The Washington, D.C.-based nonprofit, which seeks to end child labor in supply chains, recently published a report about how the effects of climate change, including drought, pest infestations and flooding, are fueling the food insecurity that is driving migrant workers into carpet factories and brick kilns in Nepal—two high-risk sectors for child and forced labor. A similar scenario could be unfolding in India.
State-based programs like the ILO and Telangana’s are well and good, Nepal said, but a country-wide approach is also needed to “tackle the question of an entire India.” Likewise important is having the right implementation mechanism in place.
“What India has not done is a census to know what the figures of child labor are,” she said. “While I was working for the U.S. government, that’s one thing that we asked for constantly. And the ILO is familiar with this conversation. And so for agriculture, you might want to do a platform program, but you also need to know how many children are working in agriculture, and that’s already a really hard quantity to measure for various reasons, but the government needs to make a concerted effort to figure this out.”

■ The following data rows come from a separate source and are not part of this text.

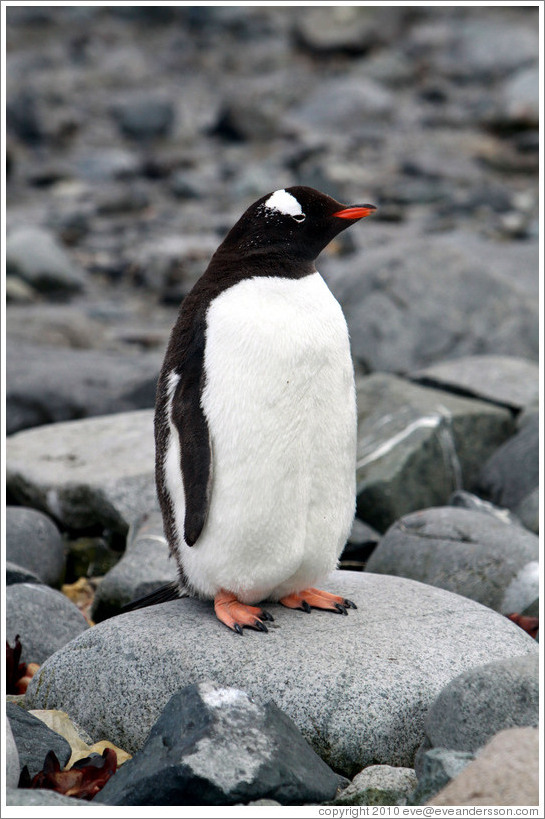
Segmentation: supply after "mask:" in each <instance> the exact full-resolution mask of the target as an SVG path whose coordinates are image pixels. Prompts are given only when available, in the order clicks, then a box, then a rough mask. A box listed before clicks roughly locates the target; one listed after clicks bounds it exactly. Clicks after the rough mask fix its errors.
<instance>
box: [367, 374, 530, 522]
mask: <svg viewBox="0 0 545 819" xmlns="http://www.w3.org/2000/svg"><path fill="white" fill-rule="evenodd" d="M356 387H357V402H358V450H357V464H356V466H357V472H356V479H357V495H358V500H357V514H358V517H359V518H361V520H364V521H366V523H369V524H371V525H372V526H374V527H375V528H376V529H378V530H379V531H382V532H383V531H385V529H386V528H387V527H388V526H389V525H390V524H391V523H393V521H395V520H397V519H398V518H399V517H401V515H403V514H406V513H407V512H412V511H414V510H416V509H421V508H423V507H428V506H438V505H441V504H444V503H446V502H447V500H448V498H449V497H450V495H451V494H452V492H453V491H454V490H456V489H461V488H462V487H466V488H470V487H471V486H472V484H473V482H474V481H475V479H476V478H477V475H478V470H479V469H480V466H481V464H482V463H483V460H485V459H486V458H487V457H488V455H489V454H490V453H492V452H493V451H494V450H495V449H496V447H497V446H498V445H499V442H500V441H502V442H503V441H505V439H506V438H507V437H508V436H509V434H510V433H511V432H512V430H513V428H514V423H513V420H512V418H511V415H510V413H509V412H508V411H507V410H504V409H501V408H499V407H495V406H493V405H491V404H487V403H485V402H483V401H475V400H472V399H468V398H460V397H458V396H455V395H452V394H450V393H447V392H443V391H439V390H433V389H429V388H427V387H421V386H418V385H416V384H412V383H410V382H408V381H405V380H404V379H402V378H397V377H396V376H393V375H387V374H379V373H375V374H373V375H369V376H364V377H362V378H360V379H358V381H357V384H356Z"/></svg>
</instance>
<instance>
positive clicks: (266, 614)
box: [214, 589, 274, 634]
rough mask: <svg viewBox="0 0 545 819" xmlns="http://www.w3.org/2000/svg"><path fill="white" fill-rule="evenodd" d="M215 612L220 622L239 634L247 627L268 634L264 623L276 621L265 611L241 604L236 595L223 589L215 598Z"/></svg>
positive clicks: (254, 607)
mask: <svg viewBox="0 0 545 819" xmlns="http://www.w3.org/2000/svg"><path fill="white" fill-rule="evenodd" d="M214 611H215V612H216V617H217V618H218V620H220V621H221V622H222V623H225V625H226V626H228V628H230V629H232V630H233V631H236V633H237V634H242V629H243V628H244V627H245V626H246V627H248V628H255V629H257V630H258V631H265V632H266V631H268V629H267V626H266V625H265V623H264V622H263V621H269V622H272V621H273V620H274V617H273V616H272V614H269V612H268V611H265V609H261V608H259V607H258V606H248V605H246V604H245V603H241V602H240V601H239V600H237V598H236V596H235V595H234V594H232V593H231V592H226V591H224V590H223V589H222V590H221V591H219V592H218V593H217V594H216V596H215V598H214Z"/></svg>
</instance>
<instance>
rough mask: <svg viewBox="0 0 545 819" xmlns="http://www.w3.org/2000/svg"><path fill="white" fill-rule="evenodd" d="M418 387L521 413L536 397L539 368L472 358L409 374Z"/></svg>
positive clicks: (509, 358)
mask: <svg viewBox="0 0 545 819" xmlns="http://www.w3.org/2000/svg"><path fill="white" fill-rule="evenodd" d="M411 378H412V379H413V380H415V381H418V382H419V383H420V384H423V385H424V386H428V387H436V388H438V389H444V390H445V389H446V390H451V391H452V392H455V393H459V394H464V395H469V396H473V397H475V398H482V399H484V400H485V401H493V402H494V403H496V404H502V405H504V406H506V407H509V408H510V409H514V410H522V409H524V407H526V406H528V405H529V404H533V403H534V402H535V401H537V399H538V397H539V366H538V364H537V363H536V362H535V361H528V360H527V359H524V358H515V357H513V356H498V355H473V356H465V357H463V358H457V359H453V360H452V361H441V362H439V363H437V364H432V365H431V366H430V367H426V368H425V369H424V370H419V371H417V372H415V373H412V374H411Z"/></svg>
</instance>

The last time a census was taken? 2011.
Most of the workers Transparentem interviewed reported a daily wage of roughly 200 Indian rupees, or less than $2.30. This has left them unable to afford basic necessities, let alone save for unexpected expenses such as medical treatment or home repairs. A number have had to take on loans that they paid off through wage deductions or by working on a lender’s farm. With debts ranging from 10,000 rupees ($113) to 200,000 rupees ($2,260), workers can spend years paying off the principal of their loans. Some employ the strategy of settling their debts with one employer by borrowing from another.
“We can’t even ask for a wage hike as we have taken debt from [the farm owner],” a worker named Ravi, using a pseudonym, told Transparentem. “How can we live off only 200 rupees?” So, we also take the children to work. For the sake of our daily bread, we have to work. If we just let the child go to study, then how will we overcome our hunger?”
Some workers also reported their employers withholding their pay—an ILO indicator of forced labor—for unpredictable periods of time, which compels them to continue toiling away while they wait to receive what they’re owed. Verbal abuse, threats and intimidation, they added, are common occurrences. To end child labor, Winter said, the industry must also support social protections and improve worker representation.
Mittal said she looks forward to finding new ways stakeholders can partner on the issue.
“We welcome the expansion of the ILO Child Labour Platform Programme to India,” Mittal added. “The platform has successfully contributed to fighting child labor in other countries, and we foresee engagement opportunities in the field related to the work we are doing as part of our Harvesting the Future–Cotton in India Project.”